Karena kuatnya tekad yang bulat, keberanian, serta keikhalasan akhirnya terjadilah Bai’at Aqabah Kubra yang berisikan sumpah setia kaum Muslimin Madinah untuk selalu taat dan loyal kepada Rasulullah, berinfaq di dalam masa sulit maupun mudah, berbuat amar ma’ruf nahi munkar, senantiasa tegak di jalan Allah, dan selalu membela Rasulullah saat datang ke kaumnya, dan melindungi Rasulullah sebagaimana mereka melindungi diri, istri-istri dan anak-anak mereka.
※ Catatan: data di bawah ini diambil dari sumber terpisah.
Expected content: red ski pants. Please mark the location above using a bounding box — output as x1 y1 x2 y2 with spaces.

Demikianlah dengan terjadinya Bai’at Aqabah Kubra ini kaum muslimin Madinah yang terdiri dari kaum Khajraz dan Aus merupakan bagian yang tidak terpisahkan dari Rasulullah, siap membela Rasulullah memerangi kaum yang memerangi Rasulullah dan mengadakan perdamaian dengan orang yang berdamai dengannya, begitu juga sebaliknya.
Setelah peristiwa Bai’at Aqabah Kubra inilah kemudian Rasulullah SAW mengizinkan kaum muslimin untuk melakukan hijrah ke tanah air baru mereka yaitu Yastrib sekarang Madinah yang menjadi titik tolak kesuksesan dakwah  Rasulullah SAW.
Peristiwa Bai’at Aqabah Kubra memberikan gambaran persaudaraan, solidaritas, empati, keberanian dan rasa saling mencintai sesame mu’min tanpa dibatasi oleh batas-batas Negara dan territorial cukup iman dan Islam menjadi pemersatu hati-hati mereka.
Diriwayatkan dari Abu Musa, Rasulullah SAW bersabda: “Seorang Mu’min terhadap mu’min yang lain seperti sebuah bangunan dimana sebagiannya menguatkan sebagian yang lain.”
Hikmah selanjutnya adalah pengorbanan, pengorbanan kaum anshar tidak hanya terbatas kepada harta, akan tetapi pengorbanan jiwa dan kehormatan untuk diinfaqkan di jalan Allah SWT.
“Kamu beriman kepada Allah dan Rasul-Nya dan berjihad di jalan Allah dengan harta dan jiwamu. Itulah yang lebih baik bagimu, jika kamu mengetahui.”